Of course using real-time trading and order-book data to react is what people don't like about high-frequency traders in the stock market. Elsewhere on that theme, here's a market commentary piece from KCG about bond exchange-traded funds that notes that it's "eye-opening (for equity traders) to see just how different the bond market structure is, and how unfair it still is for some long-term investors":
Over the last 20 years, regulators have introduced rules that have made equity markets highly automated, extremely transparent and very competitive. And despite a current focus on issues like maker taker and adverse selection, passive liquidity is overwhelmingly protected from missed fills, while takers are also protected from trading through the best-price as well as from last-look style fade, thanks to the current market structure.
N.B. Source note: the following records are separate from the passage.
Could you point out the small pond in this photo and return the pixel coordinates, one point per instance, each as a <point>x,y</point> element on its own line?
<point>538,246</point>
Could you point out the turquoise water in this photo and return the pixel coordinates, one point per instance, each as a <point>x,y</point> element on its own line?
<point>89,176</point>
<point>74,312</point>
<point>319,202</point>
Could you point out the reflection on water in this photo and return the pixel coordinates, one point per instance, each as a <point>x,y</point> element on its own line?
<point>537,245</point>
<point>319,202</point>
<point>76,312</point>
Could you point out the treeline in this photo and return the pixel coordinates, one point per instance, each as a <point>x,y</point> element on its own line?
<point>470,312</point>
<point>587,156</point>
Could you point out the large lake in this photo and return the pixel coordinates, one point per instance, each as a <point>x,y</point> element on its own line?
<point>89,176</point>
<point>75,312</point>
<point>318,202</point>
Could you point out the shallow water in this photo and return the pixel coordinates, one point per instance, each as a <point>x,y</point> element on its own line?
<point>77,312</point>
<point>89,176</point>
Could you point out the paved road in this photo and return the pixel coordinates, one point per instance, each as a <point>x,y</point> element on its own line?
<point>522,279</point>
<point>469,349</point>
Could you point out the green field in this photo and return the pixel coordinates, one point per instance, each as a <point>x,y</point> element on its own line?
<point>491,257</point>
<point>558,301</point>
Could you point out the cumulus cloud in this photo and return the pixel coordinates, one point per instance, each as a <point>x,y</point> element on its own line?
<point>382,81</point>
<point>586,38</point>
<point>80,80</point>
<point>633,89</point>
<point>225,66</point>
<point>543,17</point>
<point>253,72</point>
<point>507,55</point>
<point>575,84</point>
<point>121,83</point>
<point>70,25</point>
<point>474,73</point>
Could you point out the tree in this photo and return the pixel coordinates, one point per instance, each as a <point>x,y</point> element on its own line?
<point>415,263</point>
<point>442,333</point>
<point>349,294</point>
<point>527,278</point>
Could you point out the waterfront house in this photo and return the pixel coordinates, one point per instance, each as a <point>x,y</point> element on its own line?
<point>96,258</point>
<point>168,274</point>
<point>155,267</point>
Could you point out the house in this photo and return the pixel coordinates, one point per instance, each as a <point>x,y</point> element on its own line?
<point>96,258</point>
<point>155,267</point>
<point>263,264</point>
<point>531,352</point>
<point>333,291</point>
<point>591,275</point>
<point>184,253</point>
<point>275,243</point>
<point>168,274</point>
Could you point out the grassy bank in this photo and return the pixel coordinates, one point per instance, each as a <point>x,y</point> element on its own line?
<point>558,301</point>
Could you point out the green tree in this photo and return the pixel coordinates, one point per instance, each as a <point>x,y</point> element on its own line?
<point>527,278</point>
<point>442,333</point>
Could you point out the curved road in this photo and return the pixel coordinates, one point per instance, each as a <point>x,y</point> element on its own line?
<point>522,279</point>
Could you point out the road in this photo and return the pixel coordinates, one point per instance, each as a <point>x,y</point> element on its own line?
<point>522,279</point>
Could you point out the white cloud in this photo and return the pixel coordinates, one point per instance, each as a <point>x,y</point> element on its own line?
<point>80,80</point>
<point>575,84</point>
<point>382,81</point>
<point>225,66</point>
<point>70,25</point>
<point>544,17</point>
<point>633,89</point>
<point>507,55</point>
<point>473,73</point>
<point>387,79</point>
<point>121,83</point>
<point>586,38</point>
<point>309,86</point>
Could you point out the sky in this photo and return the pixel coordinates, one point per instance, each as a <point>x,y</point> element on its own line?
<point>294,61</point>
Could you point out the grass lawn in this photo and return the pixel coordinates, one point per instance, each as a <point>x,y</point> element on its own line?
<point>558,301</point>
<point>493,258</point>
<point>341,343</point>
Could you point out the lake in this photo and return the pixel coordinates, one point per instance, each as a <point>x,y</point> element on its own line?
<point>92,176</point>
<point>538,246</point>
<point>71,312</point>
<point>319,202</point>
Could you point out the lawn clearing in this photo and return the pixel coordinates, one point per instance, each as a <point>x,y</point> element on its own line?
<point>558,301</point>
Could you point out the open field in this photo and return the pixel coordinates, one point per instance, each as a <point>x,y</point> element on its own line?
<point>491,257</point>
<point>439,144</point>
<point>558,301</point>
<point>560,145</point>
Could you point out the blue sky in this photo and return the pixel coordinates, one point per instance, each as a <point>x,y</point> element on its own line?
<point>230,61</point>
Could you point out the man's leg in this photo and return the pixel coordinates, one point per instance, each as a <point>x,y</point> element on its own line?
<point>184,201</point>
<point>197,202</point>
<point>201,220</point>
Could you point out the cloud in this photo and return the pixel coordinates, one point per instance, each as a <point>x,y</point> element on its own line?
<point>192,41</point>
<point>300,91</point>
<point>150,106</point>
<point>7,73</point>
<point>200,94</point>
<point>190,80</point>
Bond markets, in contrast, are relatively un-automated, not integrated, lack transparency and, despite trading more value perday than equities, have much lower breadth of liquidity.
Elsewhere, here's some of the usual worrying about bond market liquidity. ("The amount of corporate credit owned by fund structures that are highly susceptible to a ‘first mover’ redemption risk has ballooned since 2009.") Here's some of the usual response from regulators. (Jerome Powell of the Fed: "And although observable measures of overall liquidity in corporate bond markets appear good, there is some evidence that liquidity has deteriorated for the lowest-rated bonds.") The government is moving to collect more Treasury market trading data. A Treasury-market implied volatility measure is falling. "What’s behind the March Spike in Treasury Fails?"
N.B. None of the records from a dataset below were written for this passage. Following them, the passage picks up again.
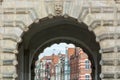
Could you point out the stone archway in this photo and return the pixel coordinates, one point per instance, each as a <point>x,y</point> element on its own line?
<point>56,30</point>
<point>16,18</point>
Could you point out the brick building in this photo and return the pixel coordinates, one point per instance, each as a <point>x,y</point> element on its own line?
<point>80,66</point>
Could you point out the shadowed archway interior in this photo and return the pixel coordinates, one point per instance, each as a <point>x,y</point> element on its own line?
<point>56,30</point>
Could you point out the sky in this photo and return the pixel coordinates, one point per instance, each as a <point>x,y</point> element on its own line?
<point>56,48</point>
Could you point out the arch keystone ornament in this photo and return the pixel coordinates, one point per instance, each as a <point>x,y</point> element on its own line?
<point>41,23</point>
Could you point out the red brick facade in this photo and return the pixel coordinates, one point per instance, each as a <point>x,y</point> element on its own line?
<point>80,66</point>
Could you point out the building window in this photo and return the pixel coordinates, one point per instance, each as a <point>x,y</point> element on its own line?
<point>87,64</point>
<point>87,77</point>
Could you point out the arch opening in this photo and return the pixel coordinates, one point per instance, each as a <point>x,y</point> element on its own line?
<point>62,62</point>
<point>48,31</point>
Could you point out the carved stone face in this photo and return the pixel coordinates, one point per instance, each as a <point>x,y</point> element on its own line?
<point>58,8</point>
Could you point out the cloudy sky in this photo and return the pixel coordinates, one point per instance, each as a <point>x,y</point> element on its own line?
<point>55,48</point>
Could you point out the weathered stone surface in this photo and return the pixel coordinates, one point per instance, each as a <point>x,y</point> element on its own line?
<point>17,15</point>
Rousseff Hangs by a Thread After Losing Impeachment Vote. Oil Prices Fall 5% in Asia After Doha Talks Fail to Bring Production Freeze. Discord Grows Among the Parties Over Greek Debt Talks. Jose Cuervo Said to Be Making Arrangements for an I.P.O. Wall Street Veterans Bet on Low-Income Home Buyers. Malaysia’s 1MDB and Abu Dhabi Feud Over Coming Bond Payment. Spain vs. Portugal. Fannie Mae, Freddie Mac Shareholders Argue Against Government’s Profit Sweep. The U.S. government scammed immigrant students with a fake university. Kremlin says sorry to Goldman Sachs, German paper over Panama Papers slip-up. Ted Cruz: Why a stock 'crash will be coming.' What's Nicolas Berggruen up to? Fear of the robots is founded in the messy reality of labour. Owning a sports team is basically tax deductible. "Eric Bandholz, a former financial adviser for Merrill Lynch, who says he faced anti-beard sentiment for years," eventually "left the firm and started Beardbrand, a line of facial-hair products like beard oil and mustache wax." Banana fungus. Coachella prep. Boaty McBoatface.